Они играли в мацзян, когда им доложили о том, что во дворец прибыла принцесса. Император и императрица немедленно оставили игру и вышли в малый парадный зал. Там их дожидалась принцесса Ченцэ.
— Приветствую вас покорнейше, мои всесветлые родители! — Принцесса опустилась на колени и коснулась лбом пола.
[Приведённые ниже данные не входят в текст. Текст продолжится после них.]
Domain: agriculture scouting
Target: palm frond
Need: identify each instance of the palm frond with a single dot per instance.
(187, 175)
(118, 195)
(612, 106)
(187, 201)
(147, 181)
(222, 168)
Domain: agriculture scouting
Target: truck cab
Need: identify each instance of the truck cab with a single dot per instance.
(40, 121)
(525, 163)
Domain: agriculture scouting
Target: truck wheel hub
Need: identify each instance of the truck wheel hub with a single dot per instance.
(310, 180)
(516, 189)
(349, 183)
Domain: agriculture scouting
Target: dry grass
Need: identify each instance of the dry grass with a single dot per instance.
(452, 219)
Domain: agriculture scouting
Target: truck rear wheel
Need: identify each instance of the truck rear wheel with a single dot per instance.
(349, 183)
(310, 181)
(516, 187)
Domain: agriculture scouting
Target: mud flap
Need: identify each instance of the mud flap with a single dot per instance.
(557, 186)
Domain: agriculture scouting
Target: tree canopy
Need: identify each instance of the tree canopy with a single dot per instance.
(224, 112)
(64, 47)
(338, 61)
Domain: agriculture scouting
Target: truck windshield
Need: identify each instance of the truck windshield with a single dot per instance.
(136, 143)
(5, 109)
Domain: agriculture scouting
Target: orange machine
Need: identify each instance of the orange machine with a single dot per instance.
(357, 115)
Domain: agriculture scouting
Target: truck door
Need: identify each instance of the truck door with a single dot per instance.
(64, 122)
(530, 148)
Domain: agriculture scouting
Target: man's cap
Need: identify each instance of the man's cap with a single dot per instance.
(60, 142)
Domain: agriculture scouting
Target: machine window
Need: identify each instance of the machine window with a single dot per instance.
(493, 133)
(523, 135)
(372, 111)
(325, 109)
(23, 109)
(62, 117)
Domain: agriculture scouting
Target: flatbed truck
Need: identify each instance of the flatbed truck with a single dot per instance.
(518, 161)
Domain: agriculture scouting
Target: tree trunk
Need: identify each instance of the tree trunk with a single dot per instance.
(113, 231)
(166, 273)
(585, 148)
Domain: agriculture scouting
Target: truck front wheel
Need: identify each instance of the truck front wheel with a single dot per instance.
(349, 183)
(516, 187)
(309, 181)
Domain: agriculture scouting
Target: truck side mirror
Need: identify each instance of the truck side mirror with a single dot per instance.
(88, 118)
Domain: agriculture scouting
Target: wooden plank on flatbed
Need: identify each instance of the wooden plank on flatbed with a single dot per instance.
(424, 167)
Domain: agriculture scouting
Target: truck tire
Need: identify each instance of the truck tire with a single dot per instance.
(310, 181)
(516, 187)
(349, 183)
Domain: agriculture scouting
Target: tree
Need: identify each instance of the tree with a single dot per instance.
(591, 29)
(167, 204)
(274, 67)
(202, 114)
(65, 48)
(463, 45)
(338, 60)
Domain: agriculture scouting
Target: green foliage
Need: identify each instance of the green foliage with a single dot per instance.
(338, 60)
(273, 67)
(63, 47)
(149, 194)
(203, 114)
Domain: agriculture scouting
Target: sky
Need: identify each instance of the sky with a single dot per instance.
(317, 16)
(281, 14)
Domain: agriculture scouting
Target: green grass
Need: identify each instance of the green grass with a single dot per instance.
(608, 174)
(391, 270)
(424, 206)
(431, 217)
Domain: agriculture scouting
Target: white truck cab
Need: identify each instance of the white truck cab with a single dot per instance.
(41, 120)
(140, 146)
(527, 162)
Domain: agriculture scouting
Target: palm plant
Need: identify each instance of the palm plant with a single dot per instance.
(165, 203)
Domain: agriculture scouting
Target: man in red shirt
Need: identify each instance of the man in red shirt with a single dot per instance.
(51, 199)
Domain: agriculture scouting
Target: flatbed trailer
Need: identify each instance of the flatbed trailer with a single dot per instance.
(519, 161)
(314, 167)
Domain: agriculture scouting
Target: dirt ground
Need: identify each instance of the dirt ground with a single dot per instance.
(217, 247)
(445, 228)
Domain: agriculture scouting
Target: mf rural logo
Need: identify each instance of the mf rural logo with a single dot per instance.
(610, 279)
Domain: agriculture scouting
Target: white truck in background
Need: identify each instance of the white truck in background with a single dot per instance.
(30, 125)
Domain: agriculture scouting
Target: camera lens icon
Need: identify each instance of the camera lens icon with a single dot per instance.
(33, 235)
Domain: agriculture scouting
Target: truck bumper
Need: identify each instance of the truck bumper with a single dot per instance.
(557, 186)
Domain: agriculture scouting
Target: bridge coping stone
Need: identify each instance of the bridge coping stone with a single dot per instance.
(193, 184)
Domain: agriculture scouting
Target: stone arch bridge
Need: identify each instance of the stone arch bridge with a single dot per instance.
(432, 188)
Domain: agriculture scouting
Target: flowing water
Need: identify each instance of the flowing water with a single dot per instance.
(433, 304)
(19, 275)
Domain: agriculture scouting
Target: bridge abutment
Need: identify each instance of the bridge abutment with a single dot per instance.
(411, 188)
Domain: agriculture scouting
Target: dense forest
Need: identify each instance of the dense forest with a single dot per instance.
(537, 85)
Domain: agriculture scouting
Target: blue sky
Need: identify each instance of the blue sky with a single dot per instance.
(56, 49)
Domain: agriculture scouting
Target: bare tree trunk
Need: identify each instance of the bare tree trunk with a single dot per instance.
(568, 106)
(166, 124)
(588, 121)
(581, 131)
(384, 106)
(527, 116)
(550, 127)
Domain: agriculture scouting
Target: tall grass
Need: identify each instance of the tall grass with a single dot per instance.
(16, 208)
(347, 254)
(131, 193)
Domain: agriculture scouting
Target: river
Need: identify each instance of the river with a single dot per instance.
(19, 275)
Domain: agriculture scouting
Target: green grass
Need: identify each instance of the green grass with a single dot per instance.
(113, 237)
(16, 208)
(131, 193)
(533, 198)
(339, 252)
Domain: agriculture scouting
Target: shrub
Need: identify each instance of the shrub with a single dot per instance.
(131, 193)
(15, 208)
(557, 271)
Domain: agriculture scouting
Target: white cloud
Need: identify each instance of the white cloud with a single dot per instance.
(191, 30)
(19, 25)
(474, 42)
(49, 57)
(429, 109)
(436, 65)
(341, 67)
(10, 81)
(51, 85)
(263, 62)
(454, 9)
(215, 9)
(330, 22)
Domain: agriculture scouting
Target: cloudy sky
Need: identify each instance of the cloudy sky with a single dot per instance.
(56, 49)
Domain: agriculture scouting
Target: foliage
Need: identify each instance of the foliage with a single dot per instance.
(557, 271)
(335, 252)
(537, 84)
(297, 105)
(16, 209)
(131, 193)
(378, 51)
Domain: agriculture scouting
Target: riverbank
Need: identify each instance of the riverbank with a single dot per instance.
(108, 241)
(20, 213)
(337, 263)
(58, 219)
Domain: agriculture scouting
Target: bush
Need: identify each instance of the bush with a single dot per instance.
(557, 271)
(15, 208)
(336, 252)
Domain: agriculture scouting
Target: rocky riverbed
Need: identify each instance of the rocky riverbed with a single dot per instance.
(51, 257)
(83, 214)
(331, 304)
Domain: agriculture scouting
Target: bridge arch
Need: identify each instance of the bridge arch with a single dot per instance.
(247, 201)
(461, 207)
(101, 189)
— Негодная! Распутница! — вскричала императрица. — Как смела ты покинуть свое жилище и явиться пред наши очи?!
— Постойте, почтенная супруга, — сказал мудрый император. — Наша дочь, сколь распутна бы она ни была, все же знает правила внутреннего распорядка и не стала бы их нарушать из мелочи. Видимо, случилось что-то важное. Чадо тьмы, мы повелеваем тебе встать и сказать нам, что привело тебя сюда.
— О мои достойнейшие родители, чьи светлейшие имена я страшусь назвать под страхом смертной казни, — начала принцесса. — Я осмелилась нарушить ваш покой лишь потому, что у меня есть новость.
— Какая же это новость? Говори.
— Сегодня я предавалась молитве и посту, прося богов смягчить мое наказание. И вот моя няня вошла в молельню и сказала, что меня ждут купцы, привезшие мне различные дары. Я вышла к ним — и что же увидела?
— Что?
— Что?
— Никакие это были не купцы. Это был негодяй Друкчен, который и обесчестил меня!
— Дитя, — нахмурила брови императрица, — но раньше ты говорила, что Друкчен — человек, который спас тебе жизнь в огненной колеснице.
— Да, все так. Но однажды произошло между нами вот что. Друкчен уже был здоров, и я отправилась с ним подобрать ему хорошее жилище в Чакравартине. Мы нашли дом — он выглядел очень достойно. Мы вошли в этот дом, осмотрели его, и вот в спальне в Друкчена словно вселился злой дух. Он повалил меня на кровать и осквернил меня. Теперь же он явился со своей подружкой, чтобы вообще убить меня! Свидетели не солгут, все, бывшие со мной, видели, как она выхватила кинжал!
— Дочь, ты рассказываешь ужасные вещи!
— Поверьте мне, я не лгу!
— Мы верим тебе, дитя, — сказала императрица. — Виновника предадут страшной казни.
— Да, но это не вернет тебе расположение принца Нампхона.
— Государь, принц Нампхон не единственный, кто добивается расположения нашей дочери. Найдутся и другие, менее разборчивые. Вот, например, князь Бажан. Он богат, у него хорошая родословная.
— Но он только князь!
— Ничего. Он зато не будет капризничать по поводу того, что его невеста не девственна.
— Почтеннейшие мои родители, — сказала принцесса Ченцэ. — Что вы прикажете мне делать теперь?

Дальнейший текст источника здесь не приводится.